Manning announced her gender identity just one day after being sentenced to 35 years in federal prison for espionage, theft and computer fraud for leaking Iraq and Afghanistan battlefield documents. News organizations were divided on how to refer to Manning in the days that followed: the Huffington Post began using female gender pronouns in all of its coverage immediately, while NPR waited a day after Manning’s announcement to use the name Chelsea.

A 2011 survey conducted by the Williams Institute in California reveals that there are 700,000 Americans who identify as transgender. This growing community has forced the media to evaluate how it terms and names these subjects, whose gender identities may not be apparent.

And while transgender characters have appeared more frequently in entertainment programming — such as transgender actress Laverne Cox’s character in the Netflix series _Orange Is the New Black_ and Alex Newell as the transgender character Unique on _Glee_ — many say the media’s refusal to acknowledge Manning’s preferred gender identity diminishes the growing visibility of the transgender community.
“You’re speaking over others whose voices need to be heard,” Thomas says, “and you’re just being a jerk.”

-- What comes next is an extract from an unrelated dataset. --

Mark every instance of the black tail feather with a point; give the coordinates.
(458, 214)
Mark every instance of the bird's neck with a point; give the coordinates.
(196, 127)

Some of the coverage of Manning since her coming out has been insensitive at the very least. FOX News Channel’s morning show, Fox & Friends, for example, “teased an Aug. 27 segment”: about Manning with the Aerosmith song “Dude Looks Like a Lady.” xoJane’s social justice editor s.e. smith (whose name is stylized using lowercase letters) says the response to Manning is proof that transphobia is alive and well in journalism.

“People internalize the message that it’s acceptable to treat trans women like this: to call people the wrong name or deliberately use the wrong pronoun,” smith says. “In the more immediate sense as a tribute to our transphobic society, they enable things like harassment and sexual assault of trans women in their gender identities.”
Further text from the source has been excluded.